The next wave of technologists are going to need basic software engineering, product management, and design skills. I know I can do the first two well but I knew nothing about design, and after trying some AI tools, I got tired of the lack of texture and originality in the designs produced. I decided to read the book Graphic Design School by David Dabner to get a primer on design so I could create the website you’re viewing today. I talked to a couple of designer friends who gave me feedback and helped me along the way. Thank you. This site would have looked like every other AI-generated site otherwise.
Meaning or output?
The point of work was never only the output. It was always also what the work did to you: the identity it built, the competence it grew, the meaning it left behind. Beyond survival, work is one of the main places we answer “who am I” and “what am I good for.” When we optimize for output alone, we forget that work does something human beyond generating tokens and we forget that friction has value. The IKEA effect proves just this. People value what they build far more than the identical thing they didn’t, simply because they built it themselves. If you prompt an AI, take its output, and call it your work, will it ever give you what the work itself used to?

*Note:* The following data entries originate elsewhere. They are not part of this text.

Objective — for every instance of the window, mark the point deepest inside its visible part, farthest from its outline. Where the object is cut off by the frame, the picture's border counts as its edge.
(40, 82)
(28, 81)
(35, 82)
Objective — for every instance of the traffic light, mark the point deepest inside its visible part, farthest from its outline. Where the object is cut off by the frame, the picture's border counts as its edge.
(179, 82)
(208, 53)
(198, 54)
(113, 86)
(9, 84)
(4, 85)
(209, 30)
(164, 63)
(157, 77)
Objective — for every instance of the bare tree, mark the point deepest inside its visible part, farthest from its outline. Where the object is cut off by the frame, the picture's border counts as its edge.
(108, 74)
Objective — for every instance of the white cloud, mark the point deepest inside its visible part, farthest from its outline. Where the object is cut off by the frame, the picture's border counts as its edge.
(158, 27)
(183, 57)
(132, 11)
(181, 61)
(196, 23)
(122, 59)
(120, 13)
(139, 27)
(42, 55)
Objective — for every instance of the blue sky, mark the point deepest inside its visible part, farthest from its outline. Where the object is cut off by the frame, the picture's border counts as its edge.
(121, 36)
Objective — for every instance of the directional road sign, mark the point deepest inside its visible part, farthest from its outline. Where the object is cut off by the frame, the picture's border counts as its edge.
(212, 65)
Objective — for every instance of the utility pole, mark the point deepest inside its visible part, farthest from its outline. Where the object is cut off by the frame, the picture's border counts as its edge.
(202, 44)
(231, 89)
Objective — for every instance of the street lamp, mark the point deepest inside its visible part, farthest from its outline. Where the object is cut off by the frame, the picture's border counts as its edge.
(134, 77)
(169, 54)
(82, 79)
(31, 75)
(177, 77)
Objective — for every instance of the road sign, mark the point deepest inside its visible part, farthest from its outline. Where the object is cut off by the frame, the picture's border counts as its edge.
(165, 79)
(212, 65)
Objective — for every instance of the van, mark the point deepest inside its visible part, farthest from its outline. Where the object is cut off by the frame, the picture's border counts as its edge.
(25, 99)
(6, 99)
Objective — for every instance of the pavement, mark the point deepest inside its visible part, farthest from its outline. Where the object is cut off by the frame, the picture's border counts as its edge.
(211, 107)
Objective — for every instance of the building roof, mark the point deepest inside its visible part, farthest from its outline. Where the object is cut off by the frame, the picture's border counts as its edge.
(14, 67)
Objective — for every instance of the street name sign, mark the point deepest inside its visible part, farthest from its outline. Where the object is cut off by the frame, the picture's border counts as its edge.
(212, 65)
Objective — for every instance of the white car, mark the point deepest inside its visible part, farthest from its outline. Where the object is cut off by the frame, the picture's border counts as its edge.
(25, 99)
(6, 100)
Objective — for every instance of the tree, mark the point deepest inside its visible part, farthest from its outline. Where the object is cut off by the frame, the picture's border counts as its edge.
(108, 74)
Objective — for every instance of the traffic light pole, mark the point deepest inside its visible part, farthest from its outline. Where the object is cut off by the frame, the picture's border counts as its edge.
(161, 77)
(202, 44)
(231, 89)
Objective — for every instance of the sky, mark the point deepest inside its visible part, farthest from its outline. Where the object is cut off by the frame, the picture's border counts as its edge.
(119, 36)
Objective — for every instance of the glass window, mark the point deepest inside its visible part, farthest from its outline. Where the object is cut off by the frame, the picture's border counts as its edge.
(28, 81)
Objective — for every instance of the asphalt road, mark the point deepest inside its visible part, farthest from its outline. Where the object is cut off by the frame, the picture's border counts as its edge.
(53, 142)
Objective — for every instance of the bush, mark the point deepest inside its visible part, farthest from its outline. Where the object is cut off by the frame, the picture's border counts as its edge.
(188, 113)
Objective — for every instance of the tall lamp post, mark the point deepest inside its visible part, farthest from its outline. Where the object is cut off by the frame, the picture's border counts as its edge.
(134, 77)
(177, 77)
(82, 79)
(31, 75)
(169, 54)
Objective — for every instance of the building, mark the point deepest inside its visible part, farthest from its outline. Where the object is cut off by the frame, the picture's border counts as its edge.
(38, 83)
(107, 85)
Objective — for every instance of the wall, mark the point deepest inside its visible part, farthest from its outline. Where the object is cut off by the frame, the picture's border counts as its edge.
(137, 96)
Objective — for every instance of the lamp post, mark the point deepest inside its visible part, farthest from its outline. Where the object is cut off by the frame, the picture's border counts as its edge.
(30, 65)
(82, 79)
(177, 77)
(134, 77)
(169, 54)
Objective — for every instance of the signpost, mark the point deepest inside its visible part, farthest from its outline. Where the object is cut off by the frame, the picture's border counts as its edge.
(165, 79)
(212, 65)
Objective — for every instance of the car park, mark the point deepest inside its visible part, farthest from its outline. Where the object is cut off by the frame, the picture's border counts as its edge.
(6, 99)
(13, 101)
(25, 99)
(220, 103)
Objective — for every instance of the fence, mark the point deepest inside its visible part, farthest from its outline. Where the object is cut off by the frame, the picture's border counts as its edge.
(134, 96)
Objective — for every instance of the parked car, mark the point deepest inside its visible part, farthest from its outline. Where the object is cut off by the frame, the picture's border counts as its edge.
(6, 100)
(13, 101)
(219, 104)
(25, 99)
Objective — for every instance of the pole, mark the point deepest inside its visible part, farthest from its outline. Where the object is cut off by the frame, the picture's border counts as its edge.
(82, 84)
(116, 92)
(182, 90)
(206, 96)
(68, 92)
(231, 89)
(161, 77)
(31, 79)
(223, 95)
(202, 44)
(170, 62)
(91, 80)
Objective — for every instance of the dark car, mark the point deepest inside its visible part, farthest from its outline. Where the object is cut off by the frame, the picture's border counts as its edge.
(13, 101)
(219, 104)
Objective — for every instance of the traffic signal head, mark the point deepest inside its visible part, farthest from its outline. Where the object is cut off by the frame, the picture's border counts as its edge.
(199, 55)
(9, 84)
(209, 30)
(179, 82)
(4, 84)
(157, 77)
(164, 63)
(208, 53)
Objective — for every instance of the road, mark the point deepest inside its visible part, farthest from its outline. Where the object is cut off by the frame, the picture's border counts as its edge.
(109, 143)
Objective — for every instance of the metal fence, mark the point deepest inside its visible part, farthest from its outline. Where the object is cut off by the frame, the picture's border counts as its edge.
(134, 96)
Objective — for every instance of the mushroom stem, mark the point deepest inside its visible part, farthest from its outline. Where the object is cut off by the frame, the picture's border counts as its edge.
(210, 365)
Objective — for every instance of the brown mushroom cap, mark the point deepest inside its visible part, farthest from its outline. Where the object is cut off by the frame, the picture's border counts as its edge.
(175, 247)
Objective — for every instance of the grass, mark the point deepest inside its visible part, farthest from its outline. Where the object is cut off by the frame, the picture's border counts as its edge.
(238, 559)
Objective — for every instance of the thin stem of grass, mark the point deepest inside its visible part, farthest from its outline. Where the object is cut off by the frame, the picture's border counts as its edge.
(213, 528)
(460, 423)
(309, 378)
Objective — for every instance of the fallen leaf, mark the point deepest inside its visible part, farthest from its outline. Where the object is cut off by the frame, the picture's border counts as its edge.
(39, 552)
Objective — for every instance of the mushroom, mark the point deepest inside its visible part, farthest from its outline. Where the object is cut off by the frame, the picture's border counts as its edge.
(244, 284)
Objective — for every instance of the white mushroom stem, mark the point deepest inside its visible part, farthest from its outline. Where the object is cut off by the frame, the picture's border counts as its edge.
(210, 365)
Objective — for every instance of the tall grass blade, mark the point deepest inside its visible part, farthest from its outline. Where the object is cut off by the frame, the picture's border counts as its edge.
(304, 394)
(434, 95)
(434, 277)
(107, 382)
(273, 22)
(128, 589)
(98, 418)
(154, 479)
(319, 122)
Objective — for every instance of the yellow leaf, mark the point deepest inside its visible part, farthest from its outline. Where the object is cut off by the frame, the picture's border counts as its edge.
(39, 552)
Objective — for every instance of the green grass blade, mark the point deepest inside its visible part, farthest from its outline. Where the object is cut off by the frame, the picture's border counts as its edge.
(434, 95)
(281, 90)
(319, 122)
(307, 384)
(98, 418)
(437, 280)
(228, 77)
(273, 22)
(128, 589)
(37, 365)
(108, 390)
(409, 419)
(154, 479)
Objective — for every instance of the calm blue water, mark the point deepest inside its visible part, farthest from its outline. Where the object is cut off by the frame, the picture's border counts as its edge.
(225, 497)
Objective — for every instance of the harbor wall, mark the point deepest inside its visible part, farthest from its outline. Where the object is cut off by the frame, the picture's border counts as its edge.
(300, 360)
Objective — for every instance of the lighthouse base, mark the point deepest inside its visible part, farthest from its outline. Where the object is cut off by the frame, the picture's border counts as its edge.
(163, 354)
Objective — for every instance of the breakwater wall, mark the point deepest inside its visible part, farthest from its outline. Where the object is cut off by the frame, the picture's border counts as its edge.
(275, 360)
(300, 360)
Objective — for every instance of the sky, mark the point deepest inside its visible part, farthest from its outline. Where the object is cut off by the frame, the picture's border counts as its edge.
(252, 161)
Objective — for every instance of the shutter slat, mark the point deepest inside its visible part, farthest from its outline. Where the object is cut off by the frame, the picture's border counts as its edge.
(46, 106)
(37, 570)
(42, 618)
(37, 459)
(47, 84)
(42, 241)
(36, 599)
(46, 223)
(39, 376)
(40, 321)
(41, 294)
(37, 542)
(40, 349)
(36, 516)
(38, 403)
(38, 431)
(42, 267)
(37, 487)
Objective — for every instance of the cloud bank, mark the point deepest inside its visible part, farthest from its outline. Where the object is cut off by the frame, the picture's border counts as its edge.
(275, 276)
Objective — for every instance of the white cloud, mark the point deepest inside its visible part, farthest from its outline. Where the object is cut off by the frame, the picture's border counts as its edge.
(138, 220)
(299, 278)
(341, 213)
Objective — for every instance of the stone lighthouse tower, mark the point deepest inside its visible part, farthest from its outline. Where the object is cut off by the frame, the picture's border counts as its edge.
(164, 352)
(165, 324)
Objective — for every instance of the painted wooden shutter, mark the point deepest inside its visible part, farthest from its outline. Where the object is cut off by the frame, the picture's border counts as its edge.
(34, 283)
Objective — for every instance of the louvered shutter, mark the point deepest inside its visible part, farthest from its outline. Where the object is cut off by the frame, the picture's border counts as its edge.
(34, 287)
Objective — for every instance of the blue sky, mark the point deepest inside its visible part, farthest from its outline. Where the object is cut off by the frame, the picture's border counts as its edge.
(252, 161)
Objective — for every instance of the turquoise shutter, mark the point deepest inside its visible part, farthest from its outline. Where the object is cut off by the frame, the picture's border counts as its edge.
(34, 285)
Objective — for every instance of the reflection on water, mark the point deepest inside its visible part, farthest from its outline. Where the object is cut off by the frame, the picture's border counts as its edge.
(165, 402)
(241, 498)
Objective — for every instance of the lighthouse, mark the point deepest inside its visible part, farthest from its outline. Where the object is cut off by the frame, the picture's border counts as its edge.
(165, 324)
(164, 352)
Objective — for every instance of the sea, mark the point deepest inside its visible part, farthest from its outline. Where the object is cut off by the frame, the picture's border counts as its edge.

I make music as a way to escape the noise of the world and connect with myself. In making music, I’m after the process, not the output. I often have no idea what the output will be and only get a glimpse when I’m maybe three-quarters of the way through the process. For this reason, I don’t see the joy of creating AI-generated music. Sure, AI can help along the way. I’ve used it to help me create drum fills and give me chord ideas to help me connect two parts of a song in a theoretically sound manner. But asking it to produce the song for me is a waste of water and electricity.
So what do we do with this?
In this framing, I realize I treat the discussion as binary, heads or tails, where in reality there’s a continuous spectrum and balance that can be found in between the two options. Still, each moment of choice feels like a coin flip, even if the answer lives somewhere on that spectrum. I argue that using AI is neither good nor bad. It’s an act that asks for awareness. Maybe that’s the real skill of this era: deciding which struggles to keep. In a time where we can automate most white-collar work, the struggles we hold onto are the ones that still get to shape us.
Disclaimer: All ideas are my own. I used AI to help me in the editing process.